This is the repo for the paper "Improving the Accuracy-Memory Trade-Off of Random Forests Via Leaf-Refinement".

Overview

Improving the Accuracy-Memory Trade-Off of Random Forests Via Leaf-Refinement

This is the repository for the paper "Improving the Accuracy-Memory Trade-Off of Random Forests Via Leaf-Refinement". The repository is structured as the following:

  • PyPruning: This repository contains the implementations for all pruning algorithms and can be installed as a regular python package and used in other projects. For more information have a look at the Readme file in PyPruning/Readme.md and its documentation in PyPruning/docs.
  • experiment_runner: This is a simple package / script which can be used to run multiple experiments in parallel on the same machine or distributed across many different machines. It can also be installed as a regular python package and used for other projects. For more information have a look at the Readme file in experiment_runner/Readme.md.
  • {adult, bank, connect, ..., wine-quality}: Each folder contains an script init.sh which downloads the necessary files and performs pre-processing if necessary (e.g. extract archives etc.).
  • init_all.sh: Iterates over all datasets and calls the respective init.sh files. Depending on your internet connection this may take some time
  • environment.yml: Anaconda environment file which contains all dependencies. For more details see below
  • LeafRefinement.py: This is the implementation of the LeafRefinement method. We initially implemented a more complex method which uses Proximal Gradient Descent to simultaneously learn the weights and refine leaf nodes. During our experiments we discovered that leaf-refinement in iteself was enough and much simpler. We kept our old code, but implemented the LeafRefinement.py class for easier usage.
  • run.py: The script which executes the experiments. For more details see the examples below.
  • plot_results.py: The script is used explore and display results. It also creates the plots for the paper.

Getting everything ready

This git repository contains two submodules PyPruning and experiment_runner which need to be cloned first.

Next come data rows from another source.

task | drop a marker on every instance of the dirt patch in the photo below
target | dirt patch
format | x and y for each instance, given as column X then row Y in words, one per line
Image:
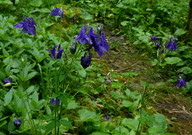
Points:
column 176, row 107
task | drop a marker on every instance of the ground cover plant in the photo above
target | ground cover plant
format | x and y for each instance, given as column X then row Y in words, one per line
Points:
column 95, row 67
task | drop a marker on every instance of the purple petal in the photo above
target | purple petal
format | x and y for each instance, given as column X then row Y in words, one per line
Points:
column 19, row 25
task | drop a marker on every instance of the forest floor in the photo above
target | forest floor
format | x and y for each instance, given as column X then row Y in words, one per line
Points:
column 164, row 98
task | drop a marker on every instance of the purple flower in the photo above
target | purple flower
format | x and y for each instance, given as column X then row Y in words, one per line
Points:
column 57, row 11
column 56, row 52
column 156, row 40
column 100, row 44
column 53, row 101
column 73, row 48
column 85, row 61
column 153, row 37
column 107, row 117
column 8, row 82
column 27, row 26
column 17, row 123
column 181, row 82
column 87, row 36
column 171, row 45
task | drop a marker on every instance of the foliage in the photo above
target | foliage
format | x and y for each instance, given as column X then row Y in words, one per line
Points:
column 84, row 102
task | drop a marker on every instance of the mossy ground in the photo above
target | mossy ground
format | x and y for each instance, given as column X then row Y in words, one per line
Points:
column 163, row 97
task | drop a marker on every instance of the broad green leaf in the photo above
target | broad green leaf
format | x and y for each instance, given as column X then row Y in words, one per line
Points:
column 6, row 2
column 172, row 60
column 130, row 73
column 66, row 123
column 36, row 3
column 72, row 105
column 30, row 75
column 82, row 73
column 130, row 123
column 179, row 32
column 124, row 23
column 86, row 115
column 116, row 85
column 99, row 133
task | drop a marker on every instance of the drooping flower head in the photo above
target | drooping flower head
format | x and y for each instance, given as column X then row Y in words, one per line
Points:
column 56, row 52
column 8, row 82
column 100, row 44
column 57, row 11
column 27, row 26
column 73, row 47
column 107, row 117
column 17, row 123
column 156, row 40
column 87, row 36
column 181, row 82
column 84, row 36
column 86, row 60
column 171, row 45
column 53, row 101
column 99, row 29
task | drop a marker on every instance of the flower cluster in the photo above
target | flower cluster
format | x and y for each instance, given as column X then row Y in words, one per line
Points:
column 171, row 45
column 87, row 36
column 98, row 42
column 156, row 40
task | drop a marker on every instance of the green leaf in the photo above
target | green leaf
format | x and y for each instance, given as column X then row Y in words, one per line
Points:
column 72, row 105
column 30, row 90
column 30, row 75
column 86, row 115
column 130, row 123
column 179, row 32
column 172, row 60
column 66, row 123
column 130, row 73
column 124, row 23
column 116, row 85
column 36, row 3
column 6, row 2
column 99, row 133
column 8, row 97
column 82, row 73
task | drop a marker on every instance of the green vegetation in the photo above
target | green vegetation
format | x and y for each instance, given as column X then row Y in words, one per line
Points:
column 59, row 76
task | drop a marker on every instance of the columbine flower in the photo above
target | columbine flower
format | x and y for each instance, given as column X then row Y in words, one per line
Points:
column 85, row 61
column 53, row 101
column 17, row 123
column 171, row 45
column 181, row 82
column 27, row 26
column 8, row 82
column 73, row 48
column 57, row 11
column 56, row 52
column 156, row 40
column 87, row 36
column 99, row 28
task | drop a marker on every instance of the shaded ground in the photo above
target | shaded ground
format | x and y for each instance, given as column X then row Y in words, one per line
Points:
column 165, row 98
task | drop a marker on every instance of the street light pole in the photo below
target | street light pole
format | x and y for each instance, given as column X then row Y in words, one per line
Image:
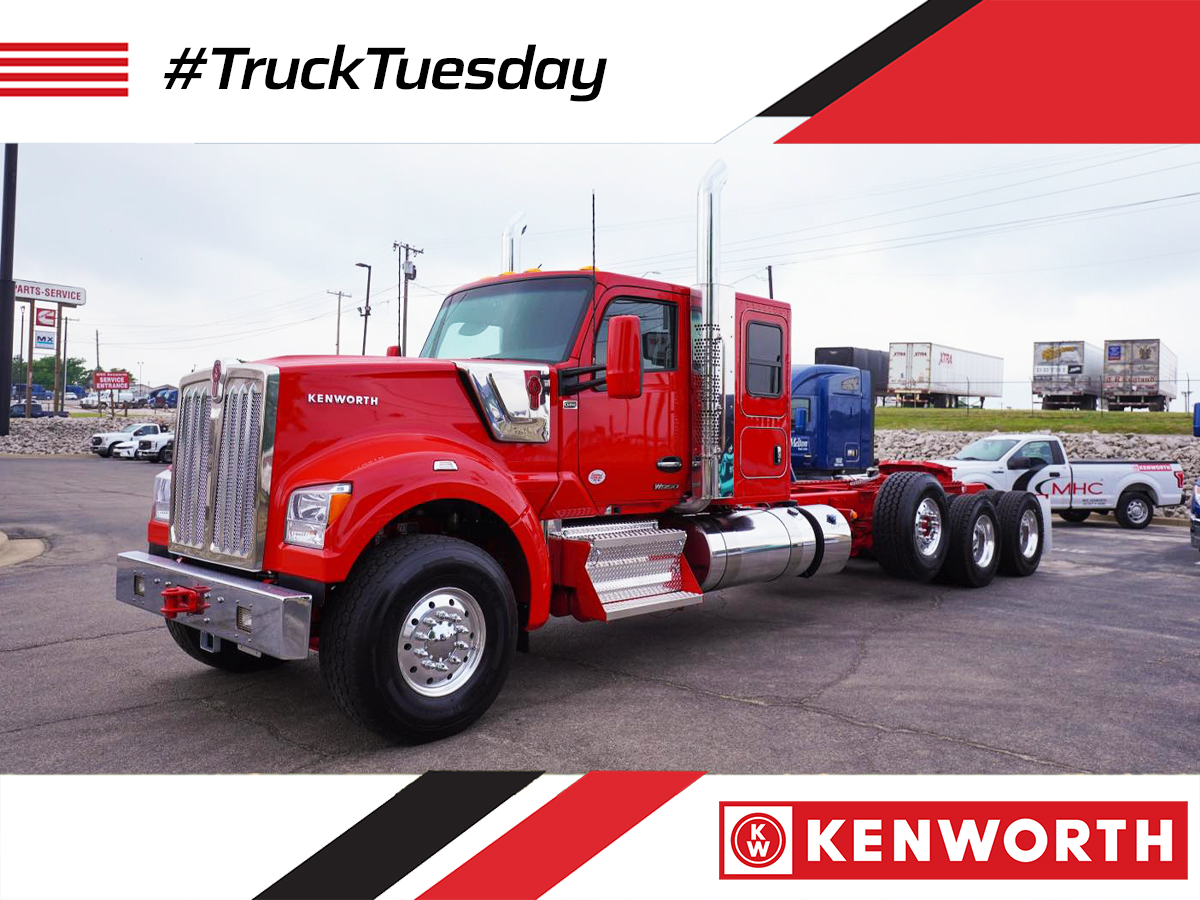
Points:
column 365, row 311
column 337, row 342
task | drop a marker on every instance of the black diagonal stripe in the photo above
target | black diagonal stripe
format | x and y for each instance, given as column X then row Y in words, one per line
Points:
column 858, row 65
column 373, row 855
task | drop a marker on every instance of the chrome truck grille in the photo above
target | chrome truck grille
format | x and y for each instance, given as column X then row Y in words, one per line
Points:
column 221, row 478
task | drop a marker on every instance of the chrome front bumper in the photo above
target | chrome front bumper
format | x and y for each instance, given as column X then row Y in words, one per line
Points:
column 279, row 618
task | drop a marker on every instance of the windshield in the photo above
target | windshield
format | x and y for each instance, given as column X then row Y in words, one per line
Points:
column 534, row 319
column 985, row 449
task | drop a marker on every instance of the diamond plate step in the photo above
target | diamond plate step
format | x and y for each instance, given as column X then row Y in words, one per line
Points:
column 642, row 605
column 635, row 567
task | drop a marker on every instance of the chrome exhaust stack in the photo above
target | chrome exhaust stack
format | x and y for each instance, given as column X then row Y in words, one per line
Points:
column 510, row 244
column 712, row 360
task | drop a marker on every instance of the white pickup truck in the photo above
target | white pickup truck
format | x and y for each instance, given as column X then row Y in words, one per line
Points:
column 1129, row 489
column 156, row 448
column 107, row 441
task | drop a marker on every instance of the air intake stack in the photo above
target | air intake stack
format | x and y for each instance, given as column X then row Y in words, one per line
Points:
column 712, row 359
column 510, row 244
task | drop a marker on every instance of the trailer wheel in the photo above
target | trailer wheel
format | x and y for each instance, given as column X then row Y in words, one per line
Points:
column 972, row 553
column 420, row 639
column 910, row 526
column 1021, row 533
column 1134, row 510
column 228, row 658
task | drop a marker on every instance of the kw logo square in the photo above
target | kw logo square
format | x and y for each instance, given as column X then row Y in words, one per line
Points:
column 756, row 840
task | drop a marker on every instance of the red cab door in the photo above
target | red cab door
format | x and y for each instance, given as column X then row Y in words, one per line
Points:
column 635, row 454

git clone --recurse-submodules [email protected]:sbuschjaeger/leaf-refinement-experiments.git

After the code has been obtained you need to install all dependencies. If you use Anaconda you can simply call

conda env create -f environment.yml

to prepare and activate the environment LR. After that you can install the python packages PyPruning and experiment_runner via pip:

pip install -e file:PyPruning
pip install -e file:experiment_runner

and finally activate the environment with

conda activate LR

Last you will need to get some data. If you are interested in a specific dataset you can use the accompanying init.sh script via

cd `${Dataset}`
./init.sh

or if you want to download all datasets use

./init_all.sh

Depending on your internet connection this may take some time.

Running experiments

If everything worked as expected you should now be able to run the run.py script to prune some ensembles. This script has a decent amount of parameters. See further below for an minimal working example.

  • n_jobs: Number of jobs / threads used for multiprocessing
  • base: Base learner used for experiments. Can be {RandomForestClassifier, ExtraTreesClassifier, BaggingClassifier, HeterogenousForest}. Can be a list of arguments for multiple experiments.
  • nl: Maximum number of leaf nodes (corresponds to scikit-learns max_leaf_nodes parameter)
  • dataset: Dataset used for experiment. Can be a list of arguments for multiple experiments.
  • n_estimators: Number of estimators trained for the base learner.
  • n_prune: Size of the pruned ensemble. Can be a list of arguments for multiple experiments.
  • xval: Number of cross validation runs (default is 5)
  • use_prune: If set then the script uses a train / prune / test split. If not set then the training data is also used for pruning.
  • timeout: Maximum number of seconds per run. If the runtime exceeds the provided value, stop execution (default is 5400 seconds)

Note that all base ensembles for all cross validation splits of a dataset are trained before any of the pruning algorithms are used. If you want to evaluate many datasets / hyperparameter configuration in one run this requires a lot of memory.

To train and prune forests on the magic dataset you can for example do

./run.py --dataset adult -n_estimators 256 --n_prune 2 4 8 16 32 64 128 256 --nl 64 128 256 512 1024 --n_jobs 128 --xval 5 --base RandomForestClassifier

The results are stored in ${Dataset}/results/${base}/${use_prune}/${date}/results.jsonl where ${Dataset} is the dataset (e.g. magic) and ${date} is the current time and date.

In order to re-produce the experiments form the paper you can call:

./run.py --dataset adult anura bank chess connect eeg elec postures japanese-vowels magic mozilla mnist nomao avila ida2016 satimage --n_estimators 256 --n_prune 2 4 8 16 32 64 128 256 --nl 64 128 256 512 1024 --n_jobs 128 --xval 5 --base RandomForestClassifier

Important: This call uses 128 threads and requires a decent (something in the range of 64GB) amount of memory to work.

Exploring the results

After you run the experiments you can view the results with the plot_results.py script. We recommend to use an interactive Python environment for that such as Jupyter or VSCode with the ability to execute cells, but you should also be able to run this script as-is. This script is fairly well-commented, so please have a look at it for more detailed comments.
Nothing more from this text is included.